3) Motivate with Tangible Rewards and Recognition
There is an art and a science to motivating employees and the sales field, whether they are an accountant or a sales star. Research from the American Psychological Association shows that recognition and rewards are essential for ensuring they are happy, motivated and productive. However, most people, especially millennials, “work for purpose, not paycheck,” according to Forbes writer Karl Moore, and it may surprise some sales leaders to learn that cash is not always the best way to motivate your salesforce.
You can boost the motivation and engagement of your sales team by breaking with tradition and looking for new, interesting ways to reward. Companies using incentive programs reported a 79 percent success rate in achieving their established goals when the correct reward was offered, according to Blackhawk Engagement Solutions.
And the more public and personal the recognition, the better. A study from Bersin and Associates found that organizations where recognition occurs perform 14 percent better on engagement, productivity and customer service than those where recognition does not occur. We learned that the most coveted prizes are ones that gain our Legacy Makers some visibility, and help them grow their businesses.
4) Make the Experience #Social
In today’s digital age, it is imperative that businesses incorporate social media into their long-term sales strategy, especially for companies whose sales take place “offline” and in person. Think about how you can leverage social media at every step of the sales process to make the experience complete; think creatively about how to use social media channels to expand the conversations happening offline.
At Legacy Republic, we conducted a Facebook Photo Contest and shared the photo entries to spark more mom conversations on our social media channels throughout the week. We also encouraged our sellers to share memories from their own Celebration events across social media. This widened the reach of these intimate events to our growing online community, and made more moms feel like they could participate, while we also personalized our brand and conveyed our mission in an authentic way.
Be sure to provide a specific hashtag so that everyone participating can drive traffic in a way you can easily monitor.
5) Make It Official
Press releases are traditionally reserved for big corporate announcements. But there is no hard-and-fast rule that says press releases have to be limited in this way. Press releases, as well as other forms of content, such as blog posts, can be a great way to connect with your sellers.
A press release can feel more “official” to laud their efforts and serve as both communication and recognition. This is especially important for a distributed salesforce, where each seller is really operating on their own as an entrepreneur. Press releases are an effective way to keep them informed and feel like they are part of the community. Additionally, blog posts can be a powerful way to convey lessons about sales strategies, among other relevant topics.

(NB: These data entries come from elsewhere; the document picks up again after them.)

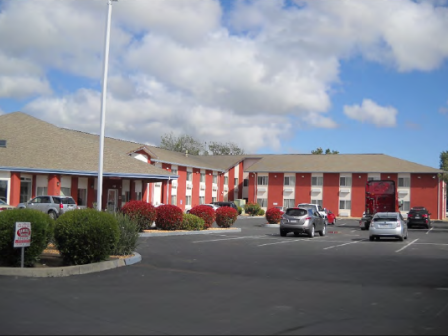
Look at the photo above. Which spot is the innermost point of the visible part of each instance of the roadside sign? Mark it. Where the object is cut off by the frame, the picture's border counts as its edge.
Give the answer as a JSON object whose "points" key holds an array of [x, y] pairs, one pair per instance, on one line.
{"points": [[23, 234]]}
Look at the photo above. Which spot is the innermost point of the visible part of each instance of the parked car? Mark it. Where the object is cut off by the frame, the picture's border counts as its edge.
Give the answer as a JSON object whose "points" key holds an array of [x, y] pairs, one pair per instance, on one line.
{"points": [[229, 204], [388, 224], [331, 217], [419, 216], [5, 206], [315, 207], [213, 206], [54, 206], [302, 220]]}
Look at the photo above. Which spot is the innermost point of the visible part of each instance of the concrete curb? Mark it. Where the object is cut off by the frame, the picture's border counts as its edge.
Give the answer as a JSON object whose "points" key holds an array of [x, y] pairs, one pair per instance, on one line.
{"points": [[56, 272], [186, 233]]}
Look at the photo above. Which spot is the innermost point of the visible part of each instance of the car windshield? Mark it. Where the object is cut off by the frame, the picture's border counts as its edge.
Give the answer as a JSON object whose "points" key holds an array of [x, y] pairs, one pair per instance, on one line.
{"points": [[385, 219], [296, 212]]}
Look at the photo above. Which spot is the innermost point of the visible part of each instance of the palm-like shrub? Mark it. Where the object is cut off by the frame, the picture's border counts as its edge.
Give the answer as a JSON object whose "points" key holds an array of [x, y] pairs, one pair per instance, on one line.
{"points": [[226, 217], [192, 223], [206, 213], [169, 217], [143, 213], [274, 215]]}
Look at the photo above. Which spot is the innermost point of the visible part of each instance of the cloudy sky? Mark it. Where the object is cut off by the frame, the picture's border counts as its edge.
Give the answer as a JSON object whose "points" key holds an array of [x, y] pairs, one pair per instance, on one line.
{"points": [[273, 76]]}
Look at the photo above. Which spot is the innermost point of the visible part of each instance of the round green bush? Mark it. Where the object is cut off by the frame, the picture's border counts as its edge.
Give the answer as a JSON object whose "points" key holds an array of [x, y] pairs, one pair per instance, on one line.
{"points": [[206, 213], [144, 213], [41, 233], [252, 209], [192, 223], [226, 217], [274, 215], [86, 236], [169, 217]]}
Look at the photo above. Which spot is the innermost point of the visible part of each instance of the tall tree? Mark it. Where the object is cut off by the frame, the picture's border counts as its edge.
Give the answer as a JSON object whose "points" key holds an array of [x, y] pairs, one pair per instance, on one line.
{"points": [[319, 150]]}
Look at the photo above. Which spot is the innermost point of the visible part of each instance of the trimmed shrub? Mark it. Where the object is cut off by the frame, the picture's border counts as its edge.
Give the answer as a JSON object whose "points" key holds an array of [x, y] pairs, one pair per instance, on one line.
{"points": [[252, 209], [144, 213], [86, 236], [169, 217], [226, 217], [192, 223], [274, 215], [41, 233], [206, 213], [129, 229]]}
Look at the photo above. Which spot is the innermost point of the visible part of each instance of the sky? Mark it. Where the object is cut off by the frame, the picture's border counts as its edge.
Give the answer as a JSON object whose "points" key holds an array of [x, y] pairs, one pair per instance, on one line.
{"points": [[272, 76]]}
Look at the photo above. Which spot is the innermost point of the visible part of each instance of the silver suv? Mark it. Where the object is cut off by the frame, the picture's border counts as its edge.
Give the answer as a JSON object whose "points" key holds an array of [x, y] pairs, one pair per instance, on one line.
{"points": [[54, 206]]}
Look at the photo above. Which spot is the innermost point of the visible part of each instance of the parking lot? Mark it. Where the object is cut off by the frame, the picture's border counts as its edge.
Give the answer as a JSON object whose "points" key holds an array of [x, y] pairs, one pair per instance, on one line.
{"points": [[252, 282]]}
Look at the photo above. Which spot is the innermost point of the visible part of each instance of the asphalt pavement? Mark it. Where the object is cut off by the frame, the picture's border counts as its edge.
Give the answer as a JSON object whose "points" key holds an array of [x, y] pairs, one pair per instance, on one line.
{"points": [[251, 282]]}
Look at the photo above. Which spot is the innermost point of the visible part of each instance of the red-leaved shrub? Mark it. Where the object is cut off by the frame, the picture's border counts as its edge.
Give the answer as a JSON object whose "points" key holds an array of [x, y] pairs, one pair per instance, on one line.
{"points": [[141, 212], [226, 216], [169, 217], [206, 213], [274, 215]]}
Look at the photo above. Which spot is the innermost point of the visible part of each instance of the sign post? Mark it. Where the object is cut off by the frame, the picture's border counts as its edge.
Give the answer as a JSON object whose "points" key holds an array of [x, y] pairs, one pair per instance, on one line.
{"points": [[22, 238]]}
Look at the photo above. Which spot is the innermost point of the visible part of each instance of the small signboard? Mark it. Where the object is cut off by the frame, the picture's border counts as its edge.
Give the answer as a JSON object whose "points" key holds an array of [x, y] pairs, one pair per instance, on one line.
{"points": [[23, 234]]}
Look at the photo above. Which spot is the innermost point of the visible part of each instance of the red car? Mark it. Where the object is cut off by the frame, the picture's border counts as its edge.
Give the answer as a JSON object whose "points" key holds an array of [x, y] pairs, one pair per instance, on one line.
{"points": [[331, 218]]}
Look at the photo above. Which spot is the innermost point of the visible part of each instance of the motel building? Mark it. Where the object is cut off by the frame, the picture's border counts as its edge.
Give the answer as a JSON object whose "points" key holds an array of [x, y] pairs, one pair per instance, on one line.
{"points": [[38, 158]]}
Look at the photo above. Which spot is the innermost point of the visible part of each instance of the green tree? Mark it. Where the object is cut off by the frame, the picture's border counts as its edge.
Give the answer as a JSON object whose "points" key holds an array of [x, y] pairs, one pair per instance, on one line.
{"points": [[319, 150]]}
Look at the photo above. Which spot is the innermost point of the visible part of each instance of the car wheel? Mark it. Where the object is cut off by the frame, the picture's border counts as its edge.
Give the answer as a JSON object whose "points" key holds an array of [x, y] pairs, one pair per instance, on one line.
{"points": [[52, 215], [323, 231], [311, 232]]}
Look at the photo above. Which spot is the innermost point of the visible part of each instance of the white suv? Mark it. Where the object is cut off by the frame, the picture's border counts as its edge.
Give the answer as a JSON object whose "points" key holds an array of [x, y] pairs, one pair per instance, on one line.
{"points": [[315, 207]]}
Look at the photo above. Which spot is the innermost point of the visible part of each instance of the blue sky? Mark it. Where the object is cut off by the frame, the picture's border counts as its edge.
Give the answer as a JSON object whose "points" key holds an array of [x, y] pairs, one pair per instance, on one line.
{"points": [[272, 76]]}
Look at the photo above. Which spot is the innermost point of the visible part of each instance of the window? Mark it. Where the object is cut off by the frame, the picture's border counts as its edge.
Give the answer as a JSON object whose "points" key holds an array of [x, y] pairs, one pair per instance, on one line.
{"points": [[288, 203], [345, 205], [263, 180], [174, 199], [290, 180], [345, 181], [317, 181], [41, 191], [65, 191], [406, 206], [82, 197], [404, 182], [263, 202]]}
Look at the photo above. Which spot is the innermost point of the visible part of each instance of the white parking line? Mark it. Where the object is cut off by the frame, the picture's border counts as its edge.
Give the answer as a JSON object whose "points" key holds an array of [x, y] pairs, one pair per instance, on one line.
{"points": [[330, 247], [412, 242], [216, 240]]}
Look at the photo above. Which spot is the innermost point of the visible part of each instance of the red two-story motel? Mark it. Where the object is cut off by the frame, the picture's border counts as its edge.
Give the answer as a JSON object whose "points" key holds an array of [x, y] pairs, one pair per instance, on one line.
{"points": [[38, 158]]}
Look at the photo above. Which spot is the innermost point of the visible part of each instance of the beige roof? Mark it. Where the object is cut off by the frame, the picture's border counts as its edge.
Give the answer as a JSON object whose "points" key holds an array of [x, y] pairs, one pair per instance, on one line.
{"points": [[35, 145], [338, 163]]}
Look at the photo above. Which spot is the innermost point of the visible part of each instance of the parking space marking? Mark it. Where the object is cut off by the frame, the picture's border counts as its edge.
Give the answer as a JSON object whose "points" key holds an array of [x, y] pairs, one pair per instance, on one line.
{"points": [[405, 247], [355, 242]]}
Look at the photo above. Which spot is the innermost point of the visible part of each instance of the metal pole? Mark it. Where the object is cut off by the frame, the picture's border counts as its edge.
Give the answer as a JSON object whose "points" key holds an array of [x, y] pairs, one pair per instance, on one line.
{"points": [[103, 107]]}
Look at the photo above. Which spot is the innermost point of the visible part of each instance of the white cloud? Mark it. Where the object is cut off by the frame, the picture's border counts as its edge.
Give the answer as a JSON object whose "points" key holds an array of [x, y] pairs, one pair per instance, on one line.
{"points": [[370, 112]]}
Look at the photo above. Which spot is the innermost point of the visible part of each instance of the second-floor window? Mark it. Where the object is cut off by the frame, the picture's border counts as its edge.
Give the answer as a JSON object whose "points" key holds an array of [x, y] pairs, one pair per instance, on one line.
{"points": [[263, 180]]}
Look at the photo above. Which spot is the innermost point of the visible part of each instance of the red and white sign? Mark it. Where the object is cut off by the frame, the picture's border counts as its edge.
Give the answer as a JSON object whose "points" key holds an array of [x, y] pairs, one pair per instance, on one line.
{"points": [[23, 234]]}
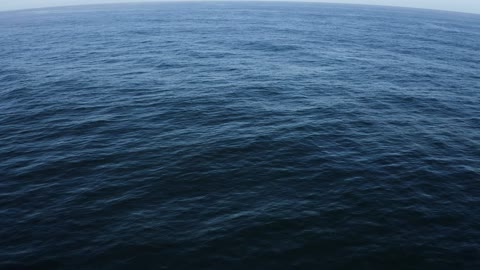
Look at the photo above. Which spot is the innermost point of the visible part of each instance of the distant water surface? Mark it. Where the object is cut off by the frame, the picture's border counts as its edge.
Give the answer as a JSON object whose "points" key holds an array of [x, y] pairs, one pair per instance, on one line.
{"points": [[239, 136]]}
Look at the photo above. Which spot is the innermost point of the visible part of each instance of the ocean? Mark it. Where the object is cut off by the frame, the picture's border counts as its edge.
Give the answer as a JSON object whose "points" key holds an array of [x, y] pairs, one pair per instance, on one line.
{"points": [[239, 136]]}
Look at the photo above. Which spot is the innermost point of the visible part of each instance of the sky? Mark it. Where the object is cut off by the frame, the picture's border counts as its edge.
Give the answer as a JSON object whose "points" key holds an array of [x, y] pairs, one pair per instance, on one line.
{"points": [[471, 6]]}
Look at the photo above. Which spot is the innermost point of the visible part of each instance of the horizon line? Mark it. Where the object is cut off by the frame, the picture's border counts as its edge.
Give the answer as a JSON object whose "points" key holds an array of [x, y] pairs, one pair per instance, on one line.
{"points": [[227, 1]]}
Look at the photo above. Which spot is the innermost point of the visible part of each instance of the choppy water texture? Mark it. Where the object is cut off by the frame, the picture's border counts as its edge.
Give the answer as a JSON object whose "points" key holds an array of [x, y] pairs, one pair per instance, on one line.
{"points": [[239, 136]]}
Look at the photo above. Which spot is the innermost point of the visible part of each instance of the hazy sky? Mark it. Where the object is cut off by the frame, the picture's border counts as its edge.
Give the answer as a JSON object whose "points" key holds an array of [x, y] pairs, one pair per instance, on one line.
{"points": [[472, 6]]}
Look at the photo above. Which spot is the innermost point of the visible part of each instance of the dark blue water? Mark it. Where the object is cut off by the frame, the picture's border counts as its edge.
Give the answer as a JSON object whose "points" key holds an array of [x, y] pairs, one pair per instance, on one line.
{"points": [[239, 136]]}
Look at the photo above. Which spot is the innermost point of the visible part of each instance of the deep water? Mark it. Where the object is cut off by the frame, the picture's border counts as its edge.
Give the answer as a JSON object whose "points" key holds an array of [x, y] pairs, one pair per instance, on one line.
{"points": [[239, 136]]}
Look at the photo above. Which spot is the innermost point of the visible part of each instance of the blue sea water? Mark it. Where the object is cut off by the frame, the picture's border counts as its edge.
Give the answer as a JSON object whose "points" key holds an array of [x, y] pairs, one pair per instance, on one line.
{"points": [[239, 136]]}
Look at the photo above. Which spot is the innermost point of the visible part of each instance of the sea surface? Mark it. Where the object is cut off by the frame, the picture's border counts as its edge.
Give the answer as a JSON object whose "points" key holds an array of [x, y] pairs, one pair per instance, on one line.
{"points": [[239, 136]]}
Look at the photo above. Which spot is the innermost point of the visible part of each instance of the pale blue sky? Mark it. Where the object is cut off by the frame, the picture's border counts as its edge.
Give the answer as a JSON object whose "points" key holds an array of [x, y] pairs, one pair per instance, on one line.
{"points": [[472, 6]]}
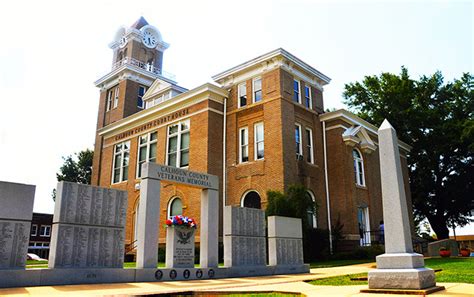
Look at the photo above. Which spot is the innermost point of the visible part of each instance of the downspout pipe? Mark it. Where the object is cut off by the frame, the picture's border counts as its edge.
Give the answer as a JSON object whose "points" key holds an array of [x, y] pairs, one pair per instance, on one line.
{"points": [[224, 171], [224, 176], [328, 202]]}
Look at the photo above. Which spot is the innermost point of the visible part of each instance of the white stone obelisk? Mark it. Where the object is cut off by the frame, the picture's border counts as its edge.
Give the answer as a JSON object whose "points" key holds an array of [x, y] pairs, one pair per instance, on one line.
{"points": [[399, 267]]}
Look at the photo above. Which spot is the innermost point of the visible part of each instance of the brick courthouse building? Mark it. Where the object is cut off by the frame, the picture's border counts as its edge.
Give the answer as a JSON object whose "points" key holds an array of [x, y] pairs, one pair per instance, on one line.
{"points": [[262, 127]]}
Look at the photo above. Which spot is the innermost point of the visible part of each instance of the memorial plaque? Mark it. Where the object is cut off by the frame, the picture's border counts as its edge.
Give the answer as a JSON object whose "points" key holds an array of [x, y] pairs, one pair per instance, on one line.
{"points": [[244, 237], [285, 241], [16, 211], [180, 247], [88, 227]]}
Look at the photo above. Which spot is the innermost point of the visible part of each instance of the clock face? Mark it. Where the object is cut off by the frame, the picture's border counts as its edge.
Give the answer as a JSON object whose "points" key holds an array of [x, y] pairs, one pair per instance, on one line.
{"points": [[123, 41], [150, 39]]}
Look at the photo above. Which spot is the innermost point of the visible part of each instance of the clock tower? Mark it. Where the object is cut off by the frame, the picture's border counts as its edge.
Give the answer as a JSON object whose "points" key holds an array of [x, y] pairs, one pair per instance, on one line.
{"points": [[137, 63]]}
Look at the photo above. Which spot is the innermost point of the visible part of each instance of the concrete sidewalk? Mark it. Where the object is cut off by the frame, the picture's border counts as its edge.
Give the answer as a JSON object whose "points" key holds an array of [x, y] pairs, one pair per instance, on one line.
{"points": [[285, 283]]}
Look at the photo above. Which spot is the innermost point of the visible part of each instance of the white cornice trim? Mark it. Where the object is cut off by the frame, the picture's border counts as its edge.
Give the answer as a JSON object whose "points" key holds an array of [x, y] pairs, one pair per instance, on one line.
{"points": [[352, 119], [336, 127], [162, 125], [269, 56], [180, 101], [146, 74]]}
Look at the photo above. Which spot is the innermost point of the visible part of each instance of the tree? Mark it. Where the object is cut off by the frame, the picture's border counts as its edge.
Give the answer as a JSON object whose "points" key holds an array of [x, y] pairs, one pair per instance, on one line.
{"points": [[297, 203], [77, 169], [437, 119]]}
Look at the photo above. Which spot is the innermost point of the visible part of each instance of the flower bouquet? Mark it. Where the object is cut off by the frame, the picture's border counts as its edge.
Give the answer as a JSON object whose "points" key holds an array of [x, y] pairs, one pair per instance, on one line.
{"points": [[181, 221]]}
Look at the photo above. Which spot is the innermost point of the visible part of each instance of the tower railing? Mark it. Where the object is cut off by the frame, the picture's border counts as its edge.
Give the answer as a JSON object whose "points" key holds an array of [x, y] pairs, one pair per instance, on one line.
{"points": [[145, 66]]}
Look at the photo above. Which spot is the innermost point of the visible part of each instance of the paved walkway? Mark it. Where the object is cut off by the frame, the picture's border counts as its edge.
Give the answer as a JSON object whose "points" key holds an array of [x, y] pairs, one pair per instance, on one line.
{"points": [[285, 283]]}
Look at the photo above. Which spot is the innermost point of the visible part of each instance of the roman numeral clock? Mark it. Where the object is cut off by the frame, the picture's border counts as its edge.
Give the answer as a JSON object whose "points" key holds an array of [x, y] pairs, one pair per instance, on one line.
{"points": [[150, 36]]}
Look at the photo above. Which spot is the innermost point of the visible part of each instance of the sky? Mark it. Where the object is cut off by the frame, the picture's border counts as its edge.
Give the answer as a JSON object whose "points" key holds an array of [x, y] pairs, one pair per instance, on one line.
{"points": [[52, 51]]}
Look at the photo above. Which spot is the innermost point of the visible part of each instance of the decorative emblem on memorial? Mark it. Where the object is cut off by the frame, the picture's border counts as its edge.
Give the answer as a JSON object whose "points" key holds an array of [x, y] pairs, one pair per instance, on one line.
{"points": [[186, 274], [159, 274], [184, 235], [199, 273], [211, 273], [180, 242]]}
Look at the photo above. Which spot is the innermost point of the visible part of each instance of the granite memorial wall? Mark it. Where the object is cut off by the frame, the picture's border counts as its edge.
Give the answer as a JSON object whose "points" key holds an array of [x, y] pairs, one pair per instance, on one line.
{"points": [[244, 237], [285, 241], [88, 227], [16, 211]]}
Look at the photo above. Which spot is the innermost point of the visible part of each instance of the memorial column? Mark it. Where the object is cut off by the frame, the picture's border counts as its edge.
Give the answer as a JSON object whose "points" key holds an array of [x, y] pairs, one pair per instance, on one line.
{"points": [[148, 220], [209, 228]]}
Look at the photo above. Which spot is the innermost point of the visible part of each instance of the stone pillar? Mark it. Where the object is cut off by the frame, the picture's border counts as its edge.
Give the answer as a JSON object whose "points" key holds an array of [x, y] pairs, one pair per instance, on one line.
{"points": [[209, 228], [399, 267], [16, 211], [148, 220], [285, 241]]}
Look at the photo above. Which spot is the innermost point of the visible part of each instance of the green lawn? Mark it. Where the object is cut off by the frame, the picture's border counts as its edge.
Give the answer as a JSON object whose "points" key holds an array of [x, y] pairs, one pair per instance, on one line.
{"points": [[334, 263], [261, 294], [454, 270], [342, 280]]}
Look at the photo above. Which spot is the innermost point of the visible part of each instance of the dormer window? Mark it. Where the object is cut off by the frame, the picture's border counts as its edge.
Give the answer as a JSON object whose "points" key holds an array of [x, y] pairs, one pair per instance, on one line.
{"points": [[242, 95], [307, 97], [110, 95], [257, 89], [358, 168], [296, 91], [116, 96]]}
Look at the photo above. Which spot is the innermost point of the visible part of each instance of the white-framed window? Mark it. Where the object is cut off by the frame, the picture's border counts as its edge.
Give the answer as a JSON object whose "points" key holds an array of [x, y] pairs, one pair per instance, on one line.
{"points": [[34, 230], [358, 168], [307, 97], [364, 225], [121, 160], [116, 94], [259, 141], [243, 145], [257, 89], [309, 146], [299, 145], [45, 231], [175, 207], [110, 95], [141, 92], [146, 150], [242, 94], [296, 91], [312, 219], [178, 144]]}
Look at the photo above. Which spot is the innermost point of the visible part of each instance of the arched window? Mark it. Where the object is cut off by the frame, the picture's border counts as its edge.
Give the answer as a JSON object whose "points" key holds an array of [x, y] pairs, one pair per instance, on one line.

Don’t have the budget to hire a PR pro? Work with a strong writer internally. There are plenty of online resources to guide you through the process.
For all the countless books about “how to sell,” the reality is that there is no secret. What is effective in a salesperson varies significantly between individuals, campaigns and companies. Rather than adhering to tradition, break out of the norms. Inspire your team of social sellers to be creative and independent, so that they can have fun as they sell and drive long-term business results.
Which creative strategies has your team used to drive activity, engagement and sales?
Sharleen Reyes is Vice President of Marketing at Legacy Republic, the social selling division of YesVideo Inc. that offers services to preserve family photos and videos.